Essentially we hook into the native pushState function so we know that the user is navigating to a new page. Although, if you also use filters in your URL for a products page, for example, you may want to prevent reloading the page and wait for a better opportunity.

Next, I'm also using Dan's snippet to reload all tabs when the service worker controller changes. This also will reload the active tab.

shell
.catch(error => { console.error('Error during service worker registration:', error); }); navigator.serviceWorker.addEventListener('controllerchange', () => { if (refreshing) { return; } refreshing = true; window.location.reload(); });
2024年6月29日 12:07 回复

Even though the OP has disagreed with skipWaiting, skipWaiting is actually the correct solution for many apps, especially single page apps.
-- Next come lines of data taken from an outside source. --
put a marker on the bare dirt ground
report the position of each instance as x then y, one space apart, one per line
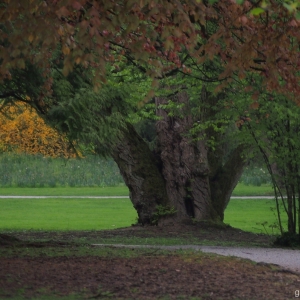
155 275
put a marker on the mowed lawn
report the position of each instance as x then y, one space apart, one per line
66 214
97 214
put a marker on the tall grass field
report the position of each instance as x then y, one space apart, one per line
27 175
95 214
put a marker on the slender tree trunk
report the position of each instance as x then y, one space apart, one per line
225 179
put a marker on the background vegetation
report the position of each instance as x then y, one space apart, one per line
23 170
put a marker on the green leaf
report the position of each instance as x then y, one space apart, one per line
257 11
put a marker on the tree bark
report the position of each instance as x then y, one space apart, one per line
140 170
181 175
185 165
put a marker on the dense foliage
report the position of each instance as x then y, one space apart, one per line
23 130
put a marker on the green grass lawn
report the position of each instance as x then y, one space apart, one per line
66 214
240 190
97 214
65 191
251 214
251 190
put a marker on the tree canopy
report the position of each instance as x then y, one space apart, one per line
158 36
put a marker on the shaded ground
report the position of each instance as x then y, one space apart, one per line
59 267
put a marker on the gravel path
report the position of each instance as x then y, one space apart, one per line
285 258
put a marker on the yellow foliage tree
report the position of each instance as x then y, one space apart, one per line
24 131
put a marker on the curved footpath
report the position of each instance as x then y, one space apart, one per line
285 258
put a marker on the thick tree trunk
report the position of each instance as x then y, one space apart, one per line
185 179
139 168
225 179
185 165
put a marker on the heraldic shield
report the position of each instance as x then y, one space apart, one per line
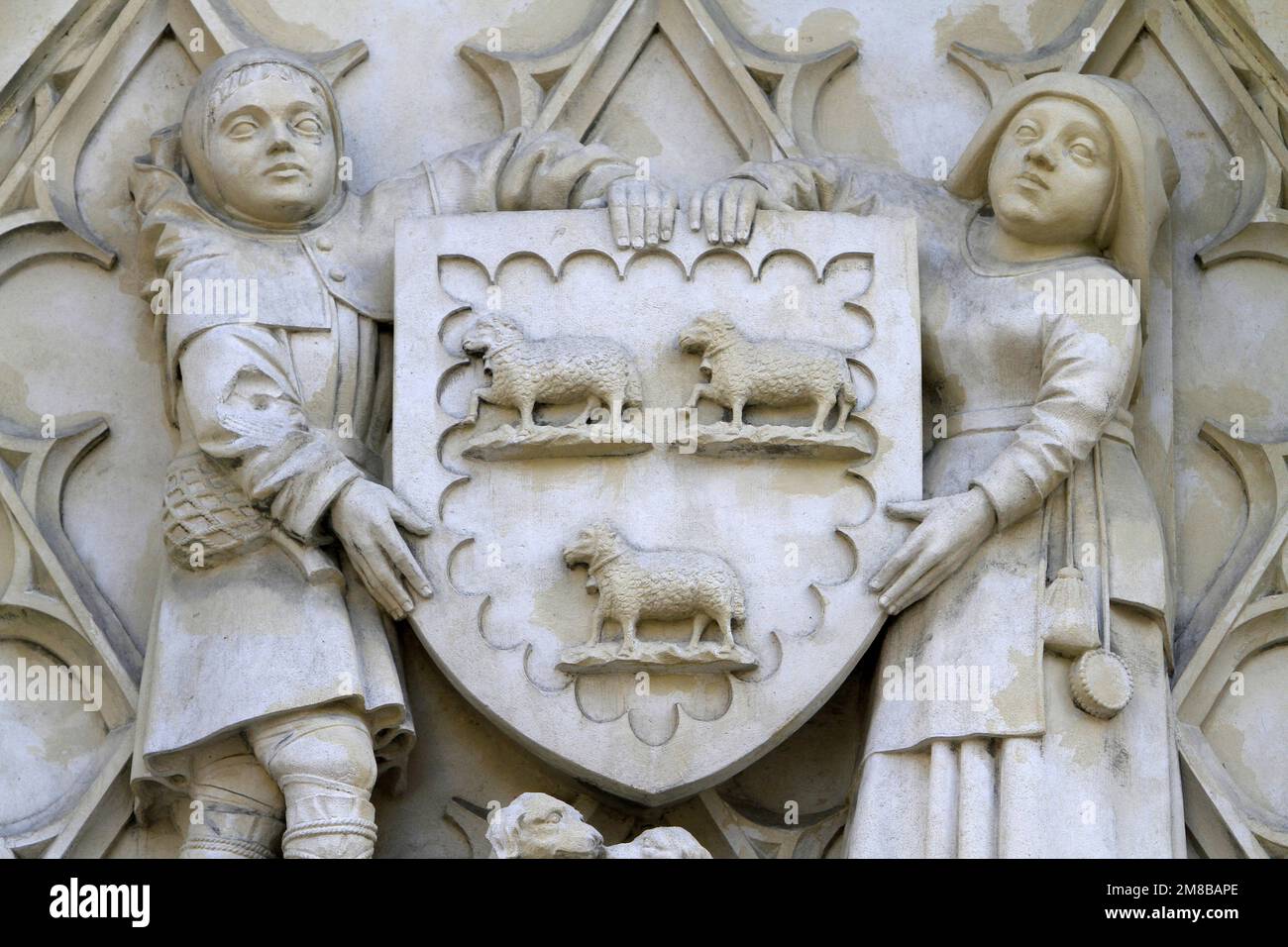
660 475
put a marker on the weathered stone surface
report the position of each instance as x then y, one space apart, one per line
759 313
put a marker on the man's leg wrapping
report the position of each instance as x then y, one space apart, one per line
236 808
326 767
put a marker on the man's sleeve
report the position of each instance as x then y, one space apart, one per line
245 410
522 170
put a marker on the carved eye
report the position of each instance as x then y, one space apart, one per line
243 128
1083 151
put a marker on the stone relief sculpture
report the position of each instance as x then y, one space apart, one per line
778 372
662 720
664 585
540 826
271 693
284 573
1068 178
526 372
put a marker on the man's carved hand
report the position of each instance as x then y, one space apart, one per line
726 210
952 527
366 518
640 211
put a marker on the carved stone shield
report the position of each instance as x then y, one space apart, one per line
645 594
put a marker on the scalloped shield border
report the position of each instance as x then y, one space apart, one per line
699 754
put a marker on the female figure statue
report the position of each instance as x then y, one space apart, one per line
1029 375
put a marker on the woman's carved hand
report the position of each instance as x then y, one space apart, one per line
366 518
952 527
726 210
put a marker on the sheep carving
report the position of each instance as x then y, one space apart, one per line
562 369
776 372
664 585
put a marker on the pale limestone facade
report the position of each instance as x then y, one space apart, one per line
643 428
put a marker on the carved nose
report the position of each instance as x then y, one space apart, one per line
1041 155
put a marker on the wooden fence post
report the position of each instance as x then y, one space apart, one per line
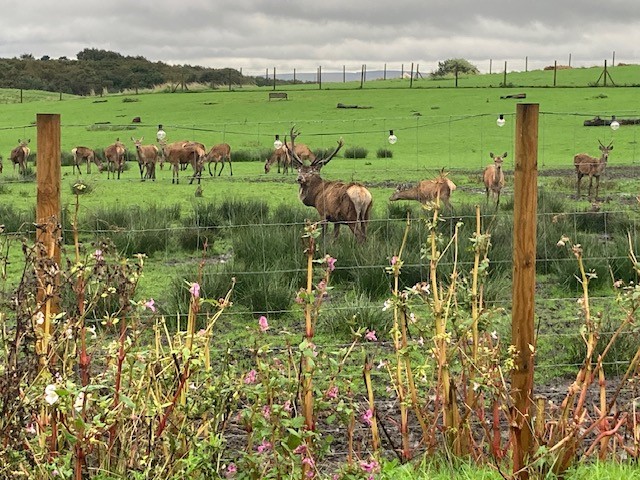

Open your precache in DevTools, check if there are any lazy loaded files. If there aren't - meaning everything in your precache are fetched immediately on page load, then it's safe to call skipWaiting, which will delete the old precache, replace with new assets (including the new index.html), waiting to be served on the next refresh. Since all the old assets are already in memory, which are running with the old index.html, there's nothing wo worry about.

(If you see a file in the precache but you aren't sure whether it's downloaded on page load, reload and watch the network traffic in DevTools yourself)

If you do have lazy loaded assets, then it indeed could cause a problem, but that's not a new problem created by service worker. Imagine your user opened a tab, then you deploy a new version, then the user clicks something which triggers a lazy load, but that asset is no longer on your server. This is an old problem. Precache unintentionally solved this problem, but you shouldn't rely on it, instead you should have your own exception handling logic, unless your app was designed to leverage the precache from the very beginning.